Despite major therapeutic advances, most mature B-cell malignancies remain incurable. Compelling evidence suggests that crosstalk with accessory stromal cells in specialized tissue microenvironments, such as the bone marrow and secondary lymphoid organs, favors disease progression by promoting malignant B-cell growth and drug resistance. Therefore, disrupting the crosstalk between malignant B cells and their milieu is an attractive novel strategy for treating selected mature B-cell malignancies. Here we summarize the current knowledge about the cellular and molecular interactions between neoplastic B lymphocytes and accessory cells that shape a supportive microenvironment, and the potential therapeutic targets that are emerging, together with the new problems they raise.
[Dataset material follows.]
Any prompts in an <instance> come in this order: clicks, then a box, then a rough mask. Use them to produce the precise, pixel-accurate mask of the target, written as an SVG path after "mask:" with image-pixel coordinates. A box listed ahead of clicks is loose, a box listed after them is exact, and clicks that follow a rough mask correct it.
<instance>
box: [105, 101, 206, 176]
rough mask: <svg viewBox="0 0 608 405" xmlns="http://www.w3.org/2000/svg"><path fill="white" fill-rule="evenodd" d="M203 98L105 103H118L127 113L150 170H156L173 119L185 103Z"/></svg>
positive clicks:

We discuss clinically relevant aspects and provide an outlook into future biologically oriented therapeutic strategies. We anticipate a paradigm shift in the treatment of selected B-cell malignancies, moving from targeting primarily the malignant cells toward combining cytotoxic drugs with agents that interfere with the microenvironment's proactive role. Such approaches hopefully will help eliminating residual disease, thereby improving our current therapeutic efforts.